Arts & Entertainment  April 4, 2014

Decades of community service were ‘always fun’

2014 Bravo! Entrepreneur - Lifetime Achievement

Ask Dick Boettcher to name the achievements that stand out over his long involvement in the Greeley community and his wife of 66 years, Irene, promptly offers a three-page single-spaced list of awards and activities – updated just this month.

“He’s too modest to tell you himself,” Irene Boettcher says.

Apparently she’s right because the first thing her husband says is, “Don’t print all that.”

There’s not room anyway, but among the highlights of work that spans more than 60 years in business, community, government and politics – many in high-profile positions – are those Dick Boettcher himself is most proud of:

• 75 years in the Boy Scouts. Boettcher was an area president and regional vice president and attended jamborees all over the world, including Korea. He was named Distinguished Citizen of the year in 1999.

• United Way. Boettcher was instrumental in organizing the United Way of Weld County as well as its predecessor, the Greeley One Fund. He and Irene were named Humanitarians of the Year in 2012.

• Here’s the one he says he’s “so happy” with. He raised $6 million for the Monfort Children’s Clinic.

“I asked Kenny Monfort for $1 million, and he said yes. Then I asked him for another million dollars,” Boettcher said. “It’s just so great to see no child turned away.” He’s still on the advisory board.

None of it was ever work for Boettcher. “It was fun.”

He traces his motivation back to his two-year stint in the Army during World War II.

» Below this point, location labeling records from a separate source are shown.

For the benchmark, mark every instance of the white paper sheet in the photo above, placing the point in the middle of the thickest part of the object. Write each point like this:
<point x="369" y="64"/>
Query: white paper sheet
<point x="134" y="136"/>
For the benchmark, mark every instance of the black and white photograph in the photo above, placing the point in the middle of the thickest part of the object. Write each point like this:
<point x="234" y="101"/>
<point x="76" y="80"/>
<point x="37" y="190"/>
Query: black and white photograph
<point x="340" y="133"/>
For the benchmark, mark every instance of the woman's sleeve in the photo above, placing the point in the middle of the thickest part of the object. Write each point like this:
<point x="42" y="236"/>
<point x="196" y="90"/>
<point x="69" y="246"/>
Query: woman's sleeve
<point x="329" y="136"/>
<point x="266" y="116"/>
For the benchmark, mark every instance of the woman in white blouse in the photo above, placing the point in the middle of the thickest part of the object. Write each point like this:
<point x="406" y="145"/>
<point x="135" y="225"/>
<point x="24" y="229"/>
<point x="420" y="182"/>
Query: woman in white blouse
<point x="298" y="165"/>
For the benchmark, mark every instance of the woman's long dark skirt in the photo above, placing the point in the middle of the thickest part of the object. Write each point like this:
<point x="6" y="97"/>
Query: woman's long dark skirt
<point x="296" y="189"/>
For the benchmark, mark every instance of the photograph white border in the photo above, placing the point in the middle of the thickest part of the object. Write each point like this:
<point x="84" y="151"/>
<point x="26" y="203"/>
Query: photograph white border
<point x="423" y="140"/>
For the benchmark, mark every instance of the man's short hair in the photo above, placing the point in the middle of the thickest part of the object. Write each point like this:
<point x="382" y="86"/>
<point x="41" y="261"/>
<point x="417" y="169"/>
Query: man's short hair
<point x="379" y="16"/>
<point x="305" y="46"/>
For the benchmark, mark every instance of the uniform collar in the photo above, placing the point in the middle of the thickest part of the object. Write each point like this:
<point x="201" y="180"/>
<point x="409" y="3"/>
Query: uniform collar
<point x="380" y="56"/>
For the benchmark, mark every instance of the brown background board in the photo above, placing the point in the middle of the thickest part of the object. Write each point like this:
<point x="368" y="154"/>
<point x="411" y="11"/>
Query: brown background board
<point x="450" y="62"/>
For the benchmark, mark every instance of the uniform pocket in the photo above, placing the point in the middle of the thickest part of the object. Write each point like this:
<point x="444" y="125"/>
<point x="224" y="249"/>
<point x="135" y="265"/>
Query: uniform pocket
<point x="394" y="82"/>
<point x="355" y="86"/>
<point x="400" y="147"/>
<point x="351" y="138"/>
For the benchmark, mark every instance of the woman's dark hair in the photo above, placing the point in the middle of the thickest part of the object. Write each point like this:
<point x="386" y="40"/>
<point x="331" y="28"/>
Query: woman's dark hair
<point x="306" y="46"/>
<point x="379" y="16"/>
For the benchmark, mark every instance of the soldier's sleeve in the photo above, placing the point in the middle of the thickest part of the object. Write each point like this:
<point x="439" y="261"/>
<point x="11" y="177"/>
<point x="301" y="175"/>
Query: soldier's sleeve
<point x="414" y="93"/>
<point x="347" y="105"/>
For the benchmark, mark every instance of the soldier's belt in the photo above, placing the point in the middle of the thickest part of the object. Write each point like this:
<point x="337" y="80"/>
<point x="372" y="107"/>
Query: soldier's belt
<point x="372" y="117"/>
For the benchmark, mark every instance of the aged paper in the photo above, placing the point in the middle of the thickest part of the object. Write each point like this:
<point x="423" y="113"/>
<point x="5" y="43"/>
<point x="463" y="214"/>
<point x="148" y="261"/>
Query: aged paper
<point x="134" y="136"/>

“I served my country,” he said. “When I got home, I found that all these other GIs were working on community projects. I said, ‘This is it. We’re still serving.’”

And that’s in addition to a successful business career that didn’t exactly turn out to be what Boettcher originally had envisioned. He wanted to be a coach. After the war, he returned to Nebraska, where he was born and raised, to attend business school at the University of Nebraska. But he got the coaching bug and transferred to the University of Northern Colorado.

“But I found out salaries for coaches were not very much,” he said with a laugh.

He was offered a job at Professional Finance Co. where “I could make much more money.”

A position with a credit bureau seemed like the “right place to be at the right time,” he recalled. During the war, credit was “really the thing that oiled the industry so it could operate. That called for credit reporting services and collection services to support the industry.”

He bought Professional Finance Co. in 1954 and guided its expansion from three employees to 35 when he sold it in 1993 to his son-in-law, Mike Shoop, who still owns it today. It’s grown into a national company with 150 employees. Boettcher credits Irene and his employees for the company’s success.

Along the way he realized that “running a business is nothing different than coaching a team. You have players and you expect them to perform. And if you take good care of your players and treat them right, they’ll treat you right.”

These days, in addition to their various community service activities, Dick and Irene swim frequently and enjoy their “beautiful family” – three children, seven grandchildren and four great-grandchildren.

He has no regrets. “Everybody makes a mistake or two, but you learn from them and you keep going.”